Les tensions internes du trumpisme
À cet égard, l’article du New York Times dévoilant les coulisses des jours précédant l’entrée en guerre contre l’Iran est édifiant. Il montre l’obséquiosité et la fuite devant les responsabilités des membres de son entourage, incapables ou effrayés d’exprimer leurs réserves, notamment sur les arguments avancés par Netanyahou pour justifier cette guerre.
Trump est moins un pantin qu’un enfant roi craint par les adultes, livré à lui-même et décidant seul.

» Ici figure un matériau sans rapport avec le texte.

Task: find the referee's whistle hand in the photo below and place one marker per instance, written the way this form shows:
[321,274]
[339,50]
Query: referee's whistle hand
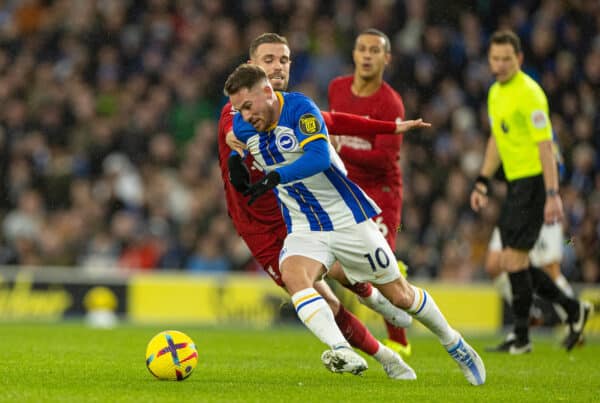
[478,201]
[553,210]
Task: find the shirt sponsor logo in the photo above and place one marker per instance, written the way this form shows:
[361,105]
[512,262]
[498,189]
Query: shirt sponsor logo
[309,124]
[286,142]
[539,120]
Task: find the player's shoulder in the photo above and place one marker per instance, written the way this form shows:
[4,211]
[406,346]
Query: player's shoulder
[528,84]
[242,129]
[388,91]
[296,100]
[341,81]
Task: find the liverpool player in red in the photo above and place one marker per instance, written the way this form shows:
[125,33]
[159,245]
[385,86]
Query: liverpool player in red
[372,159]
[261,225]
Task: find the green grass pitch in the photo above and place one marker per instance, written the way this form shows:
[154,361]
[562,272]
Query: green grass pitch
[73,363]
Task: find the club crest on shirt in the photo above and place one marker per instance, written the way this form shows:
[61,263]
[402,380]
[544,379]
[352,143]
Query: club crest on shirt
[286,141]
[538,118]
[309,124]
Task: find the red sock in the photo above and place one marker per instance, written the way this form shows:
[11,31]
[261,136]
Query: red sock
[361,289]
[397,334]
[355,332]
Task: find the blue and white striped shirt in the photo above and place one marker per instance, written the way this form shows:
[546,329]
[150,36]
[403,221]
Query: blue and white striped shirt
[314,194]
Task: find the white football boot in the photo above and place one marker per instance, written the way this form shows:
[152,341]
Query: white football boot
[344,359]
[469,362]
[395,367]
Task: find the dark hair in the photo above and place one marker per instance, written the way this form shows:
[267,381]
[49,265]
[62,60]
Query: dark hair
[267,37]
[372,31]
[244,76]
[506,37]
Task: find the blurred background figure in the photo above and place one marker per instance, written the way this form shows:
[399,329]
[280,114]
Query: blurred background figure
[110,109]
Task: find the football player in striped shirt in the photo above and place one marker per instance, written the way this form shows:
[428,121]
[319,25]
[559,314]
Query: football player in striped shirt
[328,219]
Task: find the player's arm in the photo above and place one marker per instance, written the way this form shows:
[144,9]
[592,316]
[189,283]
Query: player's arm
[234,143]
[349,124]
[381,158]
[491,163]
[239,175]
[553,209]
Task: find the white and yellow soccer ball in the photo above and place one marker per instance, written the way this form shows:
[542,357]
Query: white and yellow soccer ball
[171,355]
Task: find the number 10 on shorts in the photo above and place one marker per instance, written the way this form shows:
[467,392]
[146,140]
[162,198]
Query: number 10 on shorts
[378,259]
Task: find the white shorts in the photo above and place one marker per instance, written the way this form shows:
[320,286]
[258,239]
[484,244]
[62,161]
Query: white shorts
[547,249]
[361,249]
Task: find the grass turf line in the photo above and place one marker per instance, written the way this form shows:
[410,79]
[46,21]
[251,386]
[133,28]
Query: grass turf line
[72,363]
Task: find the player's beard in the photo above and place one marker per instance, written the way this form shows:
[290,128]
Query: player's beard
[278,82]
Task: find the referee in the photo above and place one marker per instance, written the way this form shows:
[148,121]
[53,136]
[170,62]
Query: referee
[522,141]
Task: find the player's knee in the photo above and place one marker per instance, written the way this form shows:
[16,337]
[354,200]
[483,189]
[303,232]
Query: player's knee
[492,264]
[333,303]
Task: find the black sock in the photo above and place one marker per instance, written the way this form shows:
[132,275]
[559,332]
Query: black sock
[546,288]
[522,289]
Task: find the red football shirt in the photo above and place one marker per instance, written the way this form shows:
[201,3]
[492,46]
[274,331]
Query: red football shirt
[371,159]
[264,212]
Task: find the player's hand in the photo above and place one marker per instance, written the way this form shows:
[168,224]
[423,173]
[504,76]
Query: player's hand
[553,209]
[406,125]
[261,187]
[480,193]
[239,176]
[234,143]
[335,142]
[478,201]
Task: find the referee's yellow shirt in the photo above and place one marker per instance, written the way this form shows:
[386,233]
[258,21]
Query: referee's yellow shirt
[518,112]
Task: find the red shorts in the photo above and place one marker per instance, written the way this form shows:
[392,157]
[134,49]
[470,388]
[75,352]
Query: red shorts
[388,221]
[265,247]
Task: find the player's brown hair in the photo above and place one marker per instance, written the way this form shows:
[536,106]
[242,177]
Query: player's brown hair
[267,37]
[372,31]
[506,37]
[244,76]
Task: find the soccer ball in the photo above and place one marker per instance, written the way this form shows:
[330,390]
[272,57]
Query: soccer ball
[171,355]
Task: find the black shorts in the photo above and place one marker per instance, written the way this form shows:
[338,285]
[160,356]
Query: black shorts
[522,213]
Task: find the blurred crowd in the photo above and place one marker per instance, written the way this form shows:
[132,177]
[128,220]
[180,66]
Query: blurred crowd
[108,155]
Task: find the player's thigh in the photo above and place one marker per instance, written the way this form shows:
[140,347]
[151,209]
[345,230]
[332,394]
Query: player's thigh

C’est à cette aune qu’on peut comprendre la déclaration de Susie Wiles, la très puissante secrétaire générale de la Maison-Blanche, enjoignant les interlocuteurs de Trump de lui dire la vérité et de cesser de la présenter sous un jour flatteur, comme on le fait avec un enfant colérique dont on craint les réactions.
Aussi bien, la guerre en Iran a souligné la défaillance des institutions démocratiques américaines, incapables de freiner les lubies du locataire de la Maison-Blanche, avec un Congrès impuissant faute de Républicains courageux, et un cabinet composé de sycophantes immobiles face à un chef à qui ils doivent tout.

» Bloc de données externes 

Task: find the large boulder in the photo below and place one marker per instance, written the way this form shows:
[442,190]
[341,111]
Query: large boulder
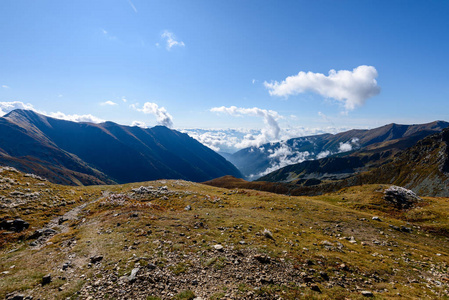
[400,197]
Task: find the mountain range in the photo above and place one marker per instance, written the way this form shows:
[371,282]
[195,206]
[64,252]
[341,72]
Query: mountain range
[255,162]
[85,153]
[423,168]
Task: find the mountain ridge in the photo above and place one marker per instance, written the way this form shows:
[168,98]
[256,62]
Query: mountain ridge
[122,153]
[257,160]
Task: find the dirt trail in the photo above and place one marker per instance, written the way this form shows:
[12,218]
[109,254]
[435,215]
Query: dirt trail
[59,224]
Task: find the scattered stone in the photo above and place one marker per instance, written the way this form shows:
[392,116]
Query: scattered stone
[218,247]
[266,233]
[133,275]
[324,275]
[42,232]
[315,288]
[367,294]
[96,258]
[66,265]
[406,229]
[16,225]
[264,259]
[15,297]
[401,197]
[46,279]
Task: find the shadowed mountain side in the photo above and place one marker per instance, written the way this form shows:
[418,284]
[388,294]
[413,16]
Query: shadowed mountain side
[29,150]
[256,160]
[422,168]
[122,153]
[344,165]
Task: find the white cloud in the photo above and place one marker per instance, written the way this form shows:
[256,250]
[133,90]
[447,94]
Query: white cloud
[323,154]
[282,156]
[348,146]
[75,118]
[162,116]
[132,6]
[352,88]
[269,133]
[6,107]
[108,35]
[171,40]
[139,124]
[233,139]
[110,103]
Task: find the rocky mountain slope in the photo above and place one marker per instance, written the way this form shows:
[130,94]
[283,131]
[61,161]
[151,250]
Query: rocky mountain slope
[85,153]
[182,240]
[255,162]
[423,168]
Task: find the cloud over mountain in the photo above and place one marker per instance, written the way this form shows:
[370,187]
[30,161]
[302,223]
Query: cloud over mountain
[162,116]
[6,107]
[270,118]
[352,88]
[75,118]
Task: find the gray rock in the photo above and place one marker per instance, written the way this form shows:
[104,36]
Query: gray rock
[96,258]
[42,232]
[400,197]
[46,279]
[264,259]
[133,275]
[218,247]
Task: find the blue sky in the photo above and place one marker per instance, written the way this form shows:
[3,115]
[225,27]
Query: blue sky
[187,59]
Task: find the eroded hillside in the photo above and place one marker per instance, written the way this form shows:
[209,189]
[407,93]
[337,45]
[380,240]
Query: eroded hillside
[181,240]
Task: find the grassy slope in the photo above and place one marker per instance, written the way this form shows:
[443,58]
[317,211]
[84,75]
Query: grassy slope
[309,238]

J.D. Vance en position pour l’après-Trump
L’article du Times, très bien informé et sourcé par des journalistes réputés, en dit long sur le sentiment d’échec que suscite cette guerre dans l’opinion américaine, et sur la volonté de certains de s’en démarquer, illustrant l’adage selon lequel « la victoire a cent pères, mais la défaite est orpheline ». Parmi eux, J.D. Vance, représentant de l’aile isolationniste, apparaît d’ailleurs sous un jour relativement favorable, ayant seul le courage d’exprimer ses réserves tout en assurant Trump de sa loyauté.
Successeur potentiel, J.D. Vance mènera les discussions prévues entre l’Iran et les États-Unis samedi 11 avril au Pakistan. Il pourrait être tenté de rejeter cyniquement la responsabilité de cette guerre impopulaire sur ses collègues et sur Israël, dont la popularité est en chute libre aux États-Unis, y compris chez les Républicains (60 % des Républicains de moins de 49 ans ont une mauvaise opinion du pays, contre 35 % en 2022). Posture opportune en vue de l’élection présidentielle de 2028…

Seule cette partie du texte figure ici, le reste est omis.